Ad accendere la miccia, la presentazione mercoledì scorso alla Borsa di Milano della Cassa Centrale Banca del Credito Cooperativo Italiano, giusto per dichiarare le proprie ambizioni e la geografia del mercato, il soggetto aggregatore da 1 miliardo di patrimonio targato Veneto e Friuli, pensato per riunire gli istituti veneti, trentini e friulani sotto un unico cappello. Una mossa che per i promotori dell’iniziativa “non rappresenta una provocazione”, anzi, una mano tesa alla Federcasse.

Peccato però che la holding in questione abbia visto la luce a una manciata di giorni dalle dure parole del presidente di Federcasse, Azzi, che neanche a farlo apposta aveva messo in guardia gli istituti dai rischi  di una “balcanizzazione” del sistema. Parole, per ora, al vento visti gli sviluppi della faccenda. Anche perchè il messaggio di Cassa Centrale a Federcasse appare abbastanza chiaro: collaborazione alla riforma se si accetta il progetto holding Nord Est oppure piena autonomia in caso di rifiuto.

La reazione di Federcasse, che ha deciso di mostrare i muscoli pur mantenendo un atteggiamento comuque istituzionale, non si è fatta attendere. In una prima nota, giunta a poche ore dalla presentazione di Milano, la federazione rispondeva sottolineando che “la presenza di più gruppi bancari cooperativi porta intuitivamente a una frammentazione che indebolisce tutto il sistema, ad affievolire la propria capacità di stare sul mercato, a una nefasta concorrenza interna e al rischio di escludere una parte delle Bcc”. Della serie, uniti si vince, se invece si va in ordine sparso, addio sogni di gloria di una vera riforma del credito cooperativo.

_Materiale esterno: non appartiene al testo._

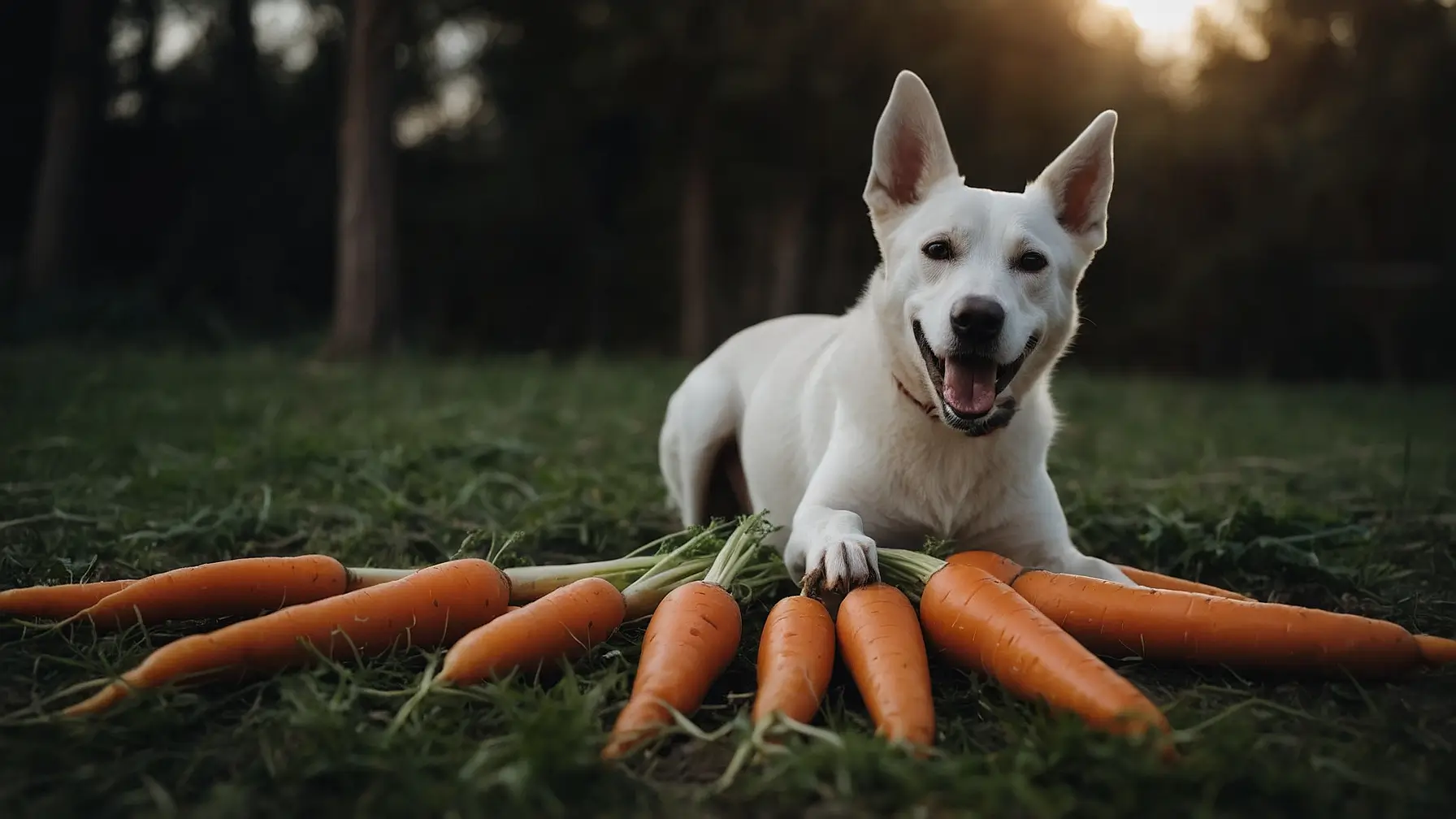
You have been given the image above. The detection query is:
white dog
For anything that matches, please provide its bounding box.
[660,72,1134,592]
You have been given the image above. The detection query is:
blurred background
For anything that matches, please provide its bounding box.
[0,0,1456,382]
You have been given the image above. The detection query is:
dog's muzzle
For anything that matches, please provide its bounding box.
[912,322,1041,437]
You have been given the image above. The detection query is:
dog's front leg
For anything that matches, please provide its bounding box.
[982,470,1138,586]
[783,446,879,593]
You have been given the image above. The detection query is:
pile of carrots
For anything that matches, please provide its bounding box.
[0,524,1456,759]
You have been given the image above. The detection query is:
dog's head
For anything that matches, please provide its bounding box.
[864,72,1116,436]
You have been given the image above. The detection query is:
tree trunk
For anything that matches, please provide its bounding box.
[769,185,809,316]
[812,207,869,314]
[24,0,112,294]
[136,0,162,128]
[323,0,403,358]
[677,128,712,362]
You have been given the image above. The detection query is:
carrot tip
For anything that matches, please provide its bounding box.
[1415,634,1456,666]
[61,682,131,717]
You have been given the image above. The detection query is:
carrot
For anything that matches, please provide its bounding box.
[0,548,674,628]
[949,552,1421,678]
[1116,564,1254,600]
[0,580,136,619]
[834,583,934,745]
[601,513,765,759]
[436,515,763,685]
[73,555,349,628]
[879,549,1171,743]
[64,558,511,716]
[1415,634,1456,666]
[437,577,627,685]
[752,595,834,724]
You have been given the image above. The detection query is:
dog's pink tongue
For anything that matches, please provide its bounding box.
[945,358,996,415]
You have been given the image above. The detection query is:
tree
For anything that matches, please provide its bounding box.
[24,0,115,294]
[323,0,406,358]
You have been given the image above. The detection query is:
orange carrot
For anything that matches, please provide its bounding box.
[601,580,743,759]
[64,558,511,716]
[74,555,349,628]
[752,595,834,724]
[834,583,934,745]
[949,552,1421,678]
[1415,634,1456,666]
[601,514,765,759]
[0,544,666,628]
[1118,564,1254,600]
[879,549,1172,743]
[437,577,626,685]
[0,580,136,619]
[437,518,756,685]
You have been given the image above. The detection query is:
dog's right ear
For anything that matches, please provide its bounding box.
[864,72,958,223]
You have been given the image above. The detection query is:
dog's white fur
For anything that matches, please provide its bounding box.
[660,72,1133,590]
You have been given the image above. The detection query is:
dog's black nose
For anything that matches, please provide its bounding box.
[951,296,1006,344]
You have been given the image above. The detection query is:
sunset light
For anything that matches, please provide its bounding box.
[1099,0,1230,57]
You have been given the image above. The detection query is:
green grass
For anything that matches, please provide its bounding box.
[0,349,1456,817]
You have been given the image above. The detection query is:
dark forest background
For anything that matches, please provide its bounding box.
[0,0,1456,380]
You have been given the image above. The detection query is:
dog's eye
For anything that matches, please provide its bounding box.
[921,239,951,261]
[1016,250,1046,272]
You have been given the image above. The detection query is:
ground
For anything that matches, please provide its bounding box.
[0,349,1456,819]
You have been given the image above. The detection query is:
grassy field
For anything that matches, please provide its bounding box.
[0,349,1456,819]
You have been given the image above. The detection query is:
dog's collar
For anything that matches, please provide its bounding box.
[895,379,939,418]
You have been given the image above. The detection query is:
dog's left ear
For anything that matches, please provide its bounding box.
[1031,110,1116,249]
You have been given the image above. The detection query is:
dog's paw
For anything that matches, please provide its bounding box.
[786,535,879,595]
[1055,555,1138,586]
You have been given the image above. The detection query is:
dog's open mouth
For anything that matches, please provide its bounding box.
[912,322,1038,430]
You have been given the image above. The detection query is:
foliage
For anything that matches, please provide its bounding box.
[0,0,1456,380]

Passate 24 ore, da Federcasse arrivava il secondo affondo, in concomitanza con un comitato esecutivo della federazione convocato in tutta fretta (chissà perchè?) e che definiva l’iniziativa del Nord Est “prematura rispetto all’attuale fase di elaborazione della riforma, in contrasto con l’impegno unitario assunto all’unanimità e incompleta dal momento che non offre soluzioni sistemiche, valide per tutte le Bcc, ma solo parziali e per una parte di esse”. Una stroncatura bella e buona che ha il sapore di una prova muscolare.

Il comitato esecutivo di Federcasse, ribadiva infine infine ribadito come la missione di Federcasse, in modo particolare in questa fase l’intenzione di contribuire alla riforma “nel solo assetto possibile e sostenibile, vale a dire quello dell’unità, pur con le indispensabili razionalizzazioni e le migliori condizioni di contesto regolamentare per lo sviluppo delle attivita’ delle Bcc e di tutto il credito cooperativo italiano”.

E adesso? Che succede? I rischio stallo è molto concreto. Tra un mese o poco più dovrebbe arrivare l’agognato decreto del Governo in cui incastonare la riforma. Ma il rischio che un testo condiviso non sia pronto per quella data è altro. A Federcasse, d’altronde, rimangono fermi della loro idea. Serve un’unica centrale con un patrimonio miliardario (si pensa a Iccrea) dove riunire il grosso degli istituti, senza fronde e frondine. Un botta e risposta non porterà a nulla, è ovvio. Il rischio, quello vero, è che il Governo prenda in mano la situazione sulla falsariga di quanto fatto con le popolari.